Текля навестила невольницу. Иссохшая, без кровинки в лице, лежала она в белой полотняной рубашке. Крохотная рука в расшитом рукаве бессильно покоилась на рядне, беглянка помутнелыми, запавшими глазами водила вокруг... Без слов ясно было, как нелегко ей пришлось. Текля со слезами гладила холодную руку, слушала горестную повесть, всем сердцем сочувствуя несчастной, а сама глаз не могла отвести от тонкой шеи, от поседевшей косы, поредевших волос.

- Почему ты такая измученная? - допытывалась она у подруги.

- В колодках ходила, лебеду ела... Издевательств натерпелась. Вместо хлеба желудевыми галетами кормили нас - черствые, зеленые, цвелые, просто скрипят... Да еще буковых опилок подмешают, твердое дерево, зубами не перемелешь. Невыходившийся, невыбродивший, хлеб - как глина, к ножу липнет, расползается, будто только из печи. С голоду намучаешься, съешь еще того хуже, изжога изводит. Девчата капустный лист на огородах собирали, грызли, кто присоленный, кому и отварить малость удавалось. Как ни измываются над нами, а люди и на одном бурьяне живут.

В хате прибрано, стол накрыт белой скатертью, окна завешены: Меланка Кострица ради торжественного случая привела в порядок хату - из немецкой неволи дочь вырвалась. Едва стемнело, задворками, огородами, осторожно озираясь, потянулись к Меланке Кострице девчата. Каждой не терпится узнать, с какими вестями прибыла подруга. Поздоровавшись, садились на лавку, примолкшие, понурые - без слов видно... У каждой перед глазами судьба, которая, может, и ей суждена. Кто не помнит прежней, сильной, веселой Харитины? На прополке ли, на гулянке, коли песней зальется, любую за пояс заткнет.

- Взяла в руки кусок хлеба, задрожала вся, вот как изголодалась в неволе... - сказала Меланка Кострица.

- Почему же ты не давала знать о себе? - допытывались девчата.

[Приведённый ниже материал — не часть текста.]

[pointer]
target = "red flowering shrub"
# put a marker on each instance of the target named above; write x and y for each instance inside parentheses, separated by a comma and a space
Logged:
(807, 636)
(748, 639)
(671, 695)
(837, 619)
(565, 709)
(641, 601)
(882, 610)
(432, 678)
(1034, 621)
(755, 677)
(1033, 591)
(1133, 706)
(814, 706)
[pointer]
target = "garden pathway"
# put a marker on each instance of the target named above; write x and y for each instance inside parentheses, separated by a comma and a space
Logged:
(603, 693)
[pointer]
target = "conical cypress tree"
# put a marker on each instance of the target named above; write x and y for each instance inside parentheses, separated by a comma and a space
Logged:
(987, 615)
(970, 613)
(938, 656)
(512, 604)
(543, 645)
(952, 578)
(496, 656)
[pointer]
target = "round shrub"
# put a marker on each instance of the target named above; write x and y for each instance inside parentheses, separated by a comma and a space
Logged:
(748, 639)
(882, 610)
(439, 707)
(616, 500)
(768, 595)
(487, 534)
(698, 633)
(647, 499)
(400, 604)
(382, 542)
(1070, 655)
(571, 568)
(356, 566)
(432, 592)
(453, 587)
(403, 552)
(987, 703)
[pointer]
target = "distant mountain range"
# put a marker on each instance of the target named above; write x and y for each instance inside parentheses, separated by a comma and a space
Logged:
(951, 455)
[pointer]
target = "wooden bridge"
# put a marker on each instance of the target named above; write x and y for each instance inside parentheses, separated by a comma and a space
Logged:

- Я же писала, - если мать жива, пусть передаст луку, свеколки...

Да, видно, письма перехватывали, не доходили они до матери.

Пришли еще соседи. Лампа чадила, забивая ароматный запах ромашки, в хате рекой лились девичьи жалобы:

- Обкрадывают нас - везите, выходит, пшеницу, а сами ешьте опилки...

Харитина обернулась лицом к гостям и, не узнав никого, виновато сказала:

- Никудышная я стала... Туман застилает глаза... Все будто черным сукном застилает... Не знаю, куда деть ноги, ломит, сводит...

Мать кинулась к дочери, заботливо укутывает тонкие, как палочки, ноги, сквозь слезы приговаривает:

- Это ты умирать пришла... Я тебе на ночь керосином ноги натру...

Харитина слабо улыбнулась:

- Пусть умру, зато на родной земле...

Горько знать, что родная земля стала подневольной, все же девушка верит, что не удержаться врагу... Белые бороды, прославленные в свое время воины, успокаивают людей, упорно твердят, что Красная Армия непобедима.

Запавшую грудь разрывал кашель. Харитина изнеможенно застонала, захрипела, подушка окрасилась кровью. Обессиленно сказала:

- Подкованными конями нас топтали... Я призывала девчат одуматься, неужели мы станем для братьев своих делать колючую проволоку? Забастовали мы... Попадали на землю... Лежим... Гитлеровцы секут нас нагайками... Потом лошадьми давай топтать... Семь человек насмерть затоптали. Кому проломили грудную клетку, раздробили ребра.